Design of battery materials via defects and doping
Khang Hoang

TL;DR
This paper discusses how defect physics and doping strategies can be used to understand and design better battery materials, focusing on transition-metal oxides and defect landscapes.
Contribution
It introduces a first-principles methodology for studying defects in complex oxides and explores defect landscapes and doping effects relevant to battery cathode materials.
Findings
Defect landscapes influence electronic and ionic conduction.
Doping can modify defect properties and enhance performance.

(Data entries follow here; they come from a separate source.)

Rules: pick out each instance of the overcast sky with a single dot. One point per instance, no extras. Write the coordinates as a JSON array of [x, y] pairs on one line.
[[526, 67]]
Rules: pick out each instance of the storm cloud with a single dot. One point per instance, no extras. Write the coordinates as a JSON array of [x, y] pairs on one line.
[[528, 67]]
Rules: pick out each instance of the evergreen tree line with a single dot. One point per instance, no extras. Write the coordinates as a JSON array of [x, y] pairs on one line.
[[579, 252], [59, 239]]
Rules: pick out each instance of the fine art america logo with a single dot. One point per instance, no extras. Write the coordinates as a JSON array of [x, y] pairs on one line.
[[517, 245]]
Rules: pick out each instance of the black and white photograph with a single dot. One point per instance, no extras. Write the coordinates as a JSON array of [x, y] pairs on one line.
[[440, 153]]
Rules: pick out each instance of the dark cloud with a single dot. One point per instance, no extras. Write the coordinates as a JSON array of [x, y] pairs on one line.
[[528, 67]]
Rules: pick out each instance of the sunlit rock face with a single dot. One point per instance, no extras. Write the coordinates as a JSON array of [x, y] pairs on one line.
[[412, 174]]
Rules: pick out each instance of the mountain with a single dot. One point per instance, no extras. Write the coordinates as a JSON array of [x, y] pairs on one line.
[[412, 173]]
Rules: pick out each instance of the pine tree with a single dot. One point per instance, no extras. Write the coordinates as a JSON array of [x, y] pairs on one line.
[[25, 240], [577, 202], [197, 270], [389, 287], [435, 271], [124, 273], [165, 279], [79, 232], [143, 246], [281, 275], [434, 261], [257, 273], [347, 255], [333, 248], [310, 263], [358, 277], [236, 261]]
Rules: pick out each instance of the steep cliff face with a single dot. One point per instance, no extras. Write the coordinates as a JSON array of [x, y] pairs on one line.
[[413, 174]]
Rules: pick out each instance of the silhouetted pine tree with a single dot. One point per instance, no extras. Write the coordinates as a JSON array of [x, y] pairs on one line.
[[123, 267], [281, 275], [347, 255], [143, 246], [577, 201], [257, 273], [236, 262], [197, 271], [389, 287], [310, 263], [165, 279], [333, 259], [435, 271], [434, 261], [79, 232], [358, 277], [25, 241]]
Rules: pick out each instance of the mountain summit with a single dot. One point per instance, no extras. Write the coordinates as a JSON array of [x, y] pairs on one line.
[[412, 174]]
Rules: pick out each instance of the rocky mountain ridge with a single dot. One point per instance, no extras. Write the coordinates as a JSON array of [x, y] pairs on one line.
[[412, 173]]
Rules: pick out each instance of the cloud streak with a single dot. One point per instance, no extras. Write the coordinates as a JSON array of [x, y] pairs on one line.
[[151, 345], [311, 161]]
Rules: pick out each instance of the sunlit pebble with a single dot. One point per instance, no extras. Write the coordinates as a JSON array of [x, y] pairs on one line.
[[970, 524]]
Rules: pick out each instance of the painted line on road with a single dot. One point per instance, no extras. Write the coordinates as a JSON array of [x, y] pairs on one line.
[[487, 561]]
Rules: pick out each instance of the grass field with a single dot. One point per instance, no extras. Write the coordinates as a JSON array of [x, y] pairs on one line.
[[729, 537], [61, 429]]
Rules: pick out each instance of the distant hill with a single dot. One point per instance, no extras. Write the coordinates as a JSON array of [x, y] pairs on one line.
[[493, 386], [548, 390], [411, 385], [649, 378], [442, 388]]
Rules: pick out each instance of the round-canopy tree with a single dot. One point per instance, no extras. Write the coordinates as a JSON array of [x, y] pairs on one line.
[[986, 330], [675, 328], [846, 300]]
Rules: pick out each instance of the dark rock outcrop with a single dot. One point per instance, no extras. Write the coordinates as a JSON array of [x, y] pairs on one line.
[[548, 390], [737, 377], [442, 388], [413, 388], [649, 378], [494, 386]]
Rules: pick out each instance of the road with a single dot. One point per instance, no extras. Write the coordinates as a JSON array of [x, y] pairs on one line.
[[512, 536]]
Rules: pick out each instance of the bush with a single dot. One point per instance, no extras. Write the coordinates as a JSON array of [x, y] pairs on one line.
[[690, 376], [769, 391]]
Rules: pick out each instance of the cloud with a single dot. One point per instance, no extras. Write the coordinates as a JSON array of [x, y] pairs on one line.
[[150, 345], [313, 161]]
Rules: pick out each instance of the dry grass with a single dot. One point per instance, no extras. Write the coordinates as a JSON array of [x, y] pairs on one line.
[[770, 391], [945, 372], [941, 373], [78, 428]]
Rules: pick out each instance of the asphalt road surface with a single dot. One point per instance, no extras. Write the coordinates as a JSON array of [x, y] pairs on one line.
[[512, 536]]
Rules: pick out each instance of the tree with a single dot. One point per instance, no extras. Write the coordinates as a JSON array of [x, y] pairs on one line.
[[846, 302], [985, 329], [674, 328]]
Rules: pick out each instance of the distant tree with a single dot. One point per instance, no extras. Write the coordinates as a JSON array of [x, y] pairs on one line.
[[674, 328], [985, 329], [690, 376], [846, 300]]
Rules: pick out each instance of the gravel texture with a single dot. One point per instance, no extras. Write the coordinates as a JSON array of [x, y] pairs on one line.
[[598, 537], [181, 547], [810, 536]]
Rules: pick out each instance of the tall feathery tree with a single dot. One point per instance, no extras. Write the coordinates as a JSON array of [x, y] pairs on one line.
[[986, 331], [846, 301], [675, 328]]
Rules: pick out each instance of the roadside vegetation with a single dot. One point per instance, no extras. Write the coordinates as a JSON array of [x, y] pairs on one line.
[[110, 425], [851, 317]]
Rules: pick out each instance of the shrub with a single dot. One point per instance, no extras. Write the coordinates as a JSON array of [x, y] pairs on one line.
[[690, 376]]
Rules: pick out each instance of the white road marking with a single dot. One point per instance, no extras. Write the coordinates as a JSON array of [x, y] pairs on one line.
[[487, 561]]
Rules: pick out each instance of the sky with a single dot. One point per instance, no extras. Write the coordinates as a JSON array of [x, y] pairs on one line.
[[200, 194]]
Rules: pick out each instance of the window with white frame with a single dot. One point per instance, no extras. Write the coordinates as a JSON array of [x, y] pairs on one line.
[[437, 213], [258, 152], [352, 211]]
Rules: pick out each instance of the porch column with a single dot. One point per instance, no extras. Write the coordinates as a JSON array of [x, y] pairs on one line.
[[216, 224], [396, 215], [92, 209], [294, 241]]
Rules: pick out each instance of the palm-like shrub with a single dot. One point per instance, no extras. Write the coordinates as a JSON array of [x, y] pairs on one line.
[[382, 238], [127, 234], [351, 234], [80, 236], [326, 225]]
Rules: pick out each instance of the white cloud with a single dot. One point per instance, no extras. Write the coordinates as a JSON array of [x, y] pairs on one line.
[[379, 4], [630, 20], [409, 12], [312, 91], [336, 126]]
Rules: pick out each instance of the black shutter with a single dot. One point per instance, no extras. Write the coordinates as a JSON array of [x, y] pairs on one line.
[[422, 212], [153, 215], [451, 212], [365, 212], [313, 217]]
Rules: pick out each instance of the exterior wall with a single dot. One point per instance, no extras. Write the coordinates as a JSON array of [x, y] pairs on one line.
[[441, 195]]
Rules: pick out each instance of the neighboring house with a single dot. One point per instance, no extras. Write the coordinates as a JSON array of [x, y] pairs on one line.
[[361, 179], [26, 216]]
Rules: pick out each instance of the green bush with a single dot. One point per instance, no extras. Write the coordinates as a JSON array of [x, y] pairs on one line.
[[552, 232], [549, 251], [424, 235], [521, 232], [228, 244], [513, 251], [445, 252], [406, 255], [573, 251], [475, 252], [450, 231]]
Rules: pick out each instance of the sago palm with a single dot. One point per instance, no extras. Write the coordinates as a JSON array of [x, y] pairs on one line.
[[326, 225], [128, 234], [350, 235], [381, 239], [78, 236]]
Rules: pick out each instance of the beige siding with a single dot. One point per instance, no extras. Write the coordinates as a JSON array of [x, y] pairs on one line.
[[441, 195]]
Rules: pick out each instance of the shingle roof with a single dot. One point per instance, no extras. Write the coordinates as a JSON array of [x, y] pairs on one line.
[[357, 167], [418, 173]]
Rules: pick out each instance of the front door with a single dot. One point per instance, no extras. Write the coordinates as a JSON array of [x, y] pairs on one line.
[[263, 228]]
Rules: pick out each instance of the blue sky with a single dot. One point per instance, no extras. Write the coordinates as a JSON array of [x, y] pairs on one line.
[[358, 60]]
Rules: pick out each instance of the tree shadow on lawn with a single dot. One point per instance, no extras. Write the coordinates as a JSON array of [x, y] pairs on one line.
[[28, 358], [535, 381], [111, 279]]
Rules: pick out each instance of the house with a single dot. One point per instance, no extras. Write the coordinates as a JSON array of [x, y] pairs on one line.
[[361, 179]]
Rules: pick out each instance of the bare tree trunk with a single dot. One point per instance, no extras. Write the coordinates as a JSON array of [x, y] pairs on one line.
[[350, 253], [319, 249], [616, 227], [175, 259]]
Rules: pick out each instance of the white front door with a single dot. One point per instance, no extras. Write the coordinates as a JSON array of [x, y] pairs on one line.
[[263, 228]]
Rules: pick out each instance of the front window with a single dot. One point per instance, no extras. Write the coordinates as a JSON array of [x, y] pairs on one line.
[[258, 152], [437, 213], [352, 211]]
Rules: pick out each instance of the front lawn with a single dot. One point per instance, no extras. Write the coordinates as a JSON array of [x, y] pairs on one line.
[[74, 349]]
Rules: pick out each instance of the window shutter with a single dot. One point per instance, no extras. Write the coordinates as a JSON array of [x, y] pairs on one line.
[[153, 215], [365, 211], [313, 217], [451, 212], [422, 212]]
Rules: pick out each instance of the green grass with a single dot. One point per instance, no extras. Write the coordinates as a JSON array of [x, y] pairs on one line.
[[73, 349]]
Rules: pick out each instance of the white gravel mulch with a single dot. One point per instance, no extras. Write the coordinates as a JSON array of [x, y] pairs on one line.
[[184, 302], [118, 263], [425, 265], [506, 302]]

Guidelines for defect-controlled synthesis of battery materials.
Abstract
This chapter illustrates the use of defect physics as a conceptual and theoretical framework for understanding and designing battery materials. It starts with a methodology for first-principles studies of defects in complex transition-metal oxides. The chapter then considers defects that are activated in a cathode material during synthesis, during measurements, and during battery use. Through these cases, it discusses possible defect landscapes in the material and their implications, guidelines for materials design via defect-controlled synthesis, mechanisms for electronic and ionic conduction and for electrochemical extraction and (re-)insertion, and effects of doping. Although specific examples are taken from studies of battery cathode materials, the computational approach and discussions are general and applicable to any ionic, electronic, or mixed ionic-electronic conducting…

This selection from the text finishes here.